Schauen wir uns nun einmal den wildfarbenen Katharinasittich an. Bei ihm laufen alle Stoffwechselwege zur Melaninproduktion und zur Einlagerung des Psittacins einwandfrei ab, im Federkern liegen also schwarze Melaninpartikel vor, die wegen der wohlgeformten Kästchenzellen blau erscheinen. Die Rindenschicht hingegen enthält gelbes Lipochrom. Das Resultat ist ein grüner Vogel.

Wird nun aufgrund einer Mutation auf einem Chromosom der Weitertransport des Psittacins stark eingeschränkt, kann nur ein Teil des Pigments sein eigentliches Ziel erreichen. Die äußere Rindenschicht ist nicht gelb, sondern heller cremefarben. Ein solcher Vogel ist türkis.
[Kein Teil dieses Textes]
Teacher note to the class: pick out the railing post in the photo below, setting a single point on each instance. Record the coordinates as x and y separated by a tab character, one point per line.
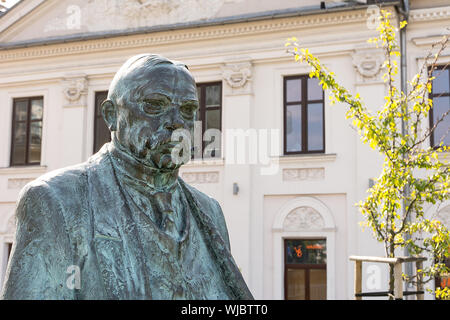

Gehen wir jetzt aber einmal davon aus, dass das Psittacin die äußere Federschicht erreicht. Durch eine andere Mutation wird aber verhindert, dass Melanin zusammengebaut, weitertransportiert oder eingelagert wird. Die Folge wäre ein gelber Vogel. Aber nicht nur das! Da ja die Melaninproduktion komplett unterbunden ist, hat dieser Vogel zudem noch rote Augen und helle Krallen. Wir haben dann einen Lutino.

Treffen beide Mutationen zusammen, entsteht ein Cremino. Dessen Gefieder ist – bis auf den leichten gelben Schimmer – pigmentfrei.